Intervista a Paolo Ostorero, autore del romanzo Schiavi

Intervista a Paolo Ostorero, autore del romanzo Schiavi

Paolo Ostorero è nato a Torino nel 1960. Da sempre impegnato nel volontariato, ha preso a cuore la situazione dei migranti che giungono nel nostro paese privi di mezzi di sostentamento. Supportato da una famiglia eccezionale ha aiutato due ragazzi africani, Peter e Felix, a riappropriarsi della propria libertà e dignità. Questi due ragazzi ora fanno parte in vario modo della sua famiglia. “Schiavi” è il primo romanzo dell'autore, ed è il racconto della drammatica storia di Peter e Felix.
 
A cura di Leonardo Biccari
 
 
«Di cosa parla il tuo romanzo Schiavi?».
E' la storia vera di due ragazzi africani, Felix camerunese e Peter sud-sudanese, che per ragioni diverse scappano dal loro Paese per affrontare un viaggio della speranza verso l'Europa. La loro scelta è una scelta obbligata perché la situazione che vivevano era insostenibile, la loro era una vita da “schiavi” appunto e quando ti trovi con le spalle al muro e aneli la libertà, sei disposto a correre qualsiasi rischio pur di fuggire da quella vita.
 
«Quali sono i motivi che ti hanno spinto a scrivere Schiavi?».
Mai avrei pensato di scrivere un libro, ma è la vita di questi ragazzi che ha casualmente  incrociato la mia vita e l'ha in qualche modo stravolta anche se in positivo.  Le vicende che hanno e che ho vissuto sono già loro stesse un romanzo. Non dovevo far altro che trascriverlo, ma il romanzo c'era già e non potevo non scriverlo. Talmente forte è stata l'esperienza che ho vissuto in questi ultimi due anni che ho sentito il desiderio di comunicare questa mia esperienza agli altri e trasmettere un messaggio di speranza in un periodo in cui sento in giro tanta rabbia e tanto odio.
 
«Felix e Peter sono i protagonisti del tuo romanzo, due ragazzi africani che intraprendono un viaggio al limite dell'umano per raggiungere l'Europa e coronare il sogno di una vita dignitosa. Partono da due diversi paesi, il Camerun e il Sud Sudan, e dopo mille peripezie si incontrano alla fine del loro duro percorso. Ci racconti chi sono Peter e Felix, e cosa hanno dovuto attraversare nella loro giovane vita?».
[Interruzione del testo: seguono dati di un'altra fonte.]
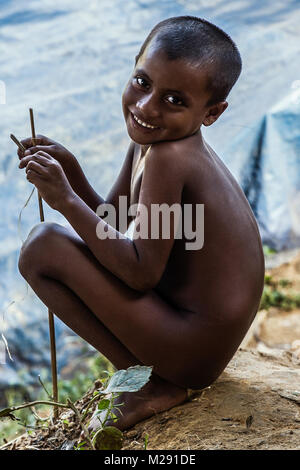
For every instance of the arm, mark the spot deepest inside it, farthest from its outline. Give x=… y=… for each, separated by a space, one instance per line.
x=139 y=263
x=75 y=174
Felix e Peter hanno due vissuti molto differenti. Il primo ha avuto un'infanzia felice, viveva in una famiglia per bene, con un livello economico buono perché il padre lavorava come ingegnere. In Africa però non esistono  le tutele e i paracaduti sociali che noi in Europa abbiamo e quindi con la morte del padre per opera  della polizia, la situazione famigliare precipita. La madre non ce la fa da sola e si risposa. Il patrigno si rivela ben presto duro e ostile nei suoi riguardi. Felix deve lasciare la scuola, deve lavorare e consegnare ciò che guadagna pena botte e maltrattamenti.  Si sente in gabbia e non vede altra via di uscita se non quella di lasciare il Camerun senza dire niente a nessuno, neanche alla madre che, d'altra parte non fa nulla per difenderlo.    Peter invece una vera famiglia non l'ha mai avuta. Costretto a lavorare fin da piccolo, vittima di un padre padrone che addirittura lo incatena per impedirgli di frequentare la scuola, appena può lascia quell'uomo crudele che lo sfrutta e lo tratta come fosse un animale.
 
«Il romanzo Schiavi è basato su una storia vera. Per quanto si tratti del racconto del viaggio compiuto da Felix e Peter per arrivare in Italia, è parzialmente anche la tua storia e quella della tua famiglia. Vuoi raccontarci come siete entrati in contatto con i due ragazzi, e perché avete deciso di aiutarli?».
Sì, come dicevo il romanzo “Schiavi” è una storia vera. A parte alcuni episodi sulla vita dei loro genitori e della loro infanzia in Africa, non ho dovuto inventare nulla perché tutto ciò che scrivo deriva dai racconti dei ragazzi. Prima con Felix e poi con Peter si è creato un feeling particolare e in diversi modi sono ambedue diventati parte della vita mia e di mia moglie, nonché dei nostri tre figli “biologici” che ormai sono da tempo fuori casa, ma che hanno condiviso generosamente la nostra scelta.       E' avvenuto tutto in modo spontaneo e naturale. Non c'è un perché particolare alla base della nostra scelta: semplicemente ci siamo affezionati e ci è sembrato bello dare il nostro aiuto a questi ragazzi. E' sicuramente un grande aiuto per loro, ma è anche una grande ricchezza per noi.  Felix,   che adesso ha 23 anni lo abbiamo adottato e vive con noi da oltre un anno. A breve si chiamerà Ostorero Felix. Ha frequentato con profitto il biennio delle superiori e a settembre inizierà il terzo anno di un Istituto Tecnico industriale.   Peter ha quattro anni più di Felix. Anche con lui la frequentazione è quotidiana, ma lui non abita da noi perché ha preso il posto di Felix  nella cooperativa che Felix ha lasciato quando è entrato in famiglia.  Poi c'è anche Nikola che ha tutta un'altra storia: è un ragazzo serbo  di 28 anni (uno più di Peter) che frequenta l'università a Torino. L'abbiamo conosciuto, esattamente come descritto nel libro, per mezzo di Peter.  E' nostro grande amico e nostro ospite da ottobre del 2018 ; starà da noi ancora per qualche mese, fino alla laurea o fino a quando avrà la possibilità di ricongiungersi con la moglie ( siamo stati al loro matrimonio a Belgrado due settimane fa)  che vive e lavora a Londra.
 
«So che una parte degli incassi del tuo romanzo Schiavi sarà devoluto in beneficienza. Sai già a chi destinerai i guadagni?».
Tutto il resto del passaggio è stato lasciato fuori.